Searching for flights; current time = 18:03:11 213
Flight search successful
[Flight{flightNumber='XY 765', flightDate='07/31/2021', from='NYC', to='LAX'}, ... }]
Fallback Method
Sometimes we may want to take a default action when all the retry attempts to the remote operation fail. This could be returning a default value or returning some data from a local cache.
We can do this by specifying a fallbackMethod
in the @Retry
annotation:
@Retry(name = "retryWithFallback", fallbackMethod = "localCacheFlightSearch")

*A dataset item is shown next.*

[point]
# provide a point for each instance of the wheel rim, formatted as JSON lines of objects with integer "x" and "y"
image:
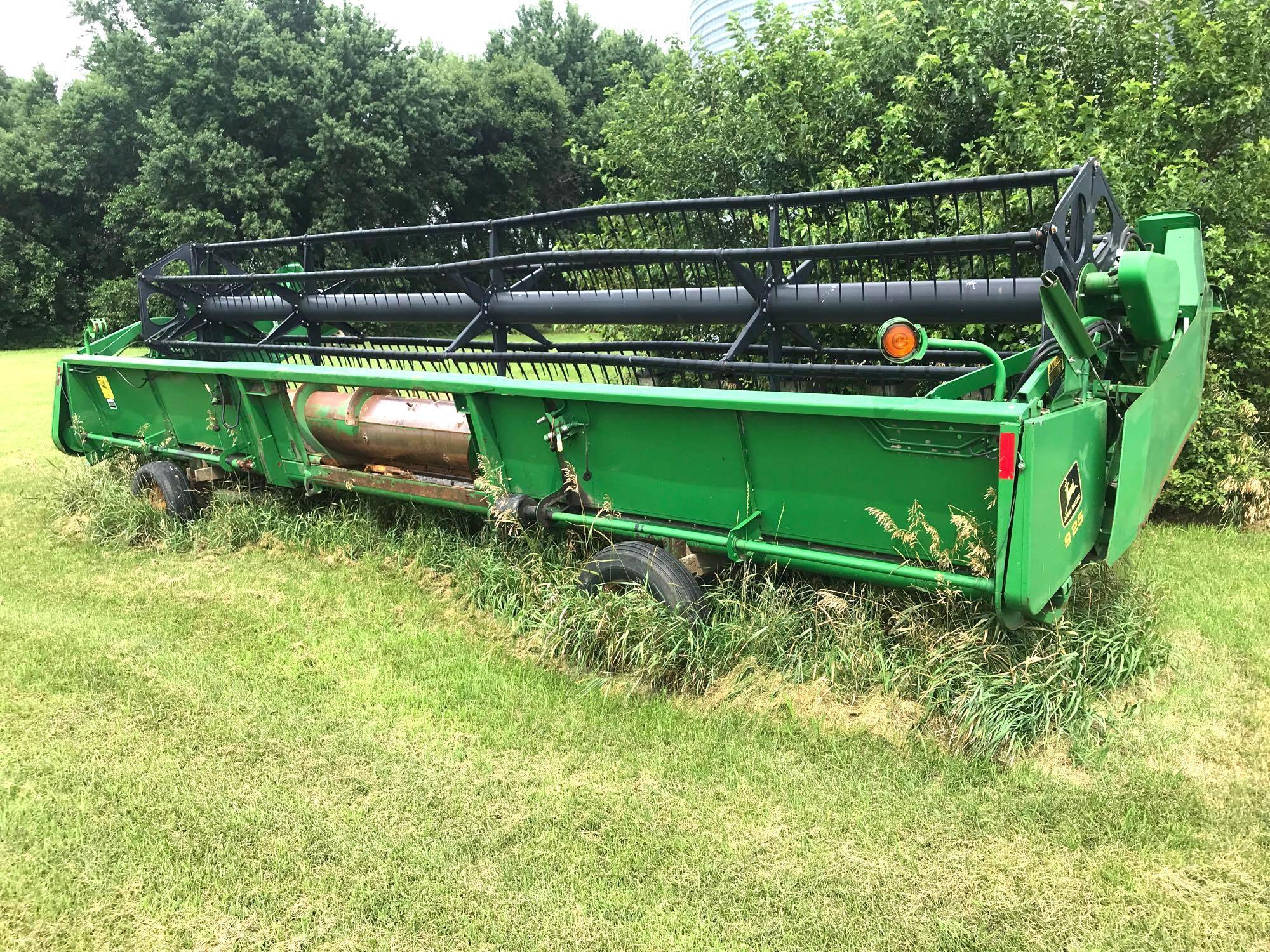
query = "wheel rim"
{"x": 154, "y": 496}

public List<Flight> fallbackExample(SearchRequest request) {
return remoteSearchService.searchFlights(request);
}
The fallback method should be defined in the same class as the retrying class. It should have the same method signature as the retrying method with one additional parameter - the Exception
that caused the retry to fail:
private List<Flight> localCacheFlightSearch(SearchRequest request, RuntimeException re) {
System.out.println("Returning search results from cache");
// fetch results from the cache
return results;
}
Actuator Endpoints
Spring Boot Resilience4j makes the retry metrics and the details about the last 100 retry events available through Actuator endpoints:
/actuator/retries
/actuator/retryevents
/actuator/metrics/resilience4j.retry.calls
Let’s look at the data returned by doing a curl
to these endpoints.
Endpoint /actuator/retries
This endpoint lists the names of all the retry instances available:
$ curl http://localhost:8080/actuator/retries
{
"retries": [
"basic",
"intervalFunctionExponentialExample",
"intervalFunctionRandomExample",
"loggedRetryExample",
"predicateExample",
"throwingException",
"retryWithFallback"
]
}
Endpoint /actuator/retryevents
This endpoint provides details about the last 100 retry events in the application:
$ curl http://localhost:8080/actuator/retryevents
{
"retryEvents": [
{
"retryName": "basic",
"type": "RETRY",
"creationTime": "2021-07-21T11:04:07.728933",
"errorMessage": "java.lang.RuntimeException: Operation failed",
"numberOfAttempts": 1
},
{
"retryName": "basic",
"type": "SUCCESS",
"creationTime": "2021-07-21T11:04:09.741841",
"errorMessage": "java.lang.RuntimeException: Operation failed",
"numberOfAttempts": 1
},
{
"retryName": "throwingException",
"type": "RETRY",
"creationTime": "2021-07-21T11:04:09.753174",
"errorMessage": "java.lang.Exception: Operation failed",
"numberOfAttempts": 1
},
... other lines omitted ...
}
Under the retryevents
endpoint, there are two more endpoints available: /actuator/retryevents/{retryName}
and /actuator/retryevents/{retryName}/{type}
. These provide similar data as the above one, but we can filter further by the retryName
and type
(success
/error
/retry
).
Endpoint /actuator/metrics/resilience4j.retry.calls
This endpoint exposes the retry-related metrics:
$ curl http://localhost:8080/actuator/metrics/resilience4j.retry.calls
{
"name": "resilience4j.retry.calls",
"description": "The number of failed calls after a retry attempt",
"baseUnit": null,
"measurements": [
{
"statistic": "COUNT",
"value": 6
}
],
"availableTags": [
{
"tag": "kind",
"values": [
"successful_without_retry",
"successful_with_retry",
"failed_with_retry",
"failed_without_retry"
]
},
{
"tag": "name",
"values": [
... list of retry instances ...
]
}
]
}
Conclusion
In this article, we learned how we can use Resilience4j Retry’s built-in Spring Boot support to make our applications resilient to temporary errors. We looked at the different ways to configure retries and some examples for deciding between the various approaches.
For a deeper understanding of Resilience4j Retry concepts and some good practices to follow when implementing retries in general, check out the related, previous article in this series.
You can play around with a complete application illustrating these ideas using the code on GitHub.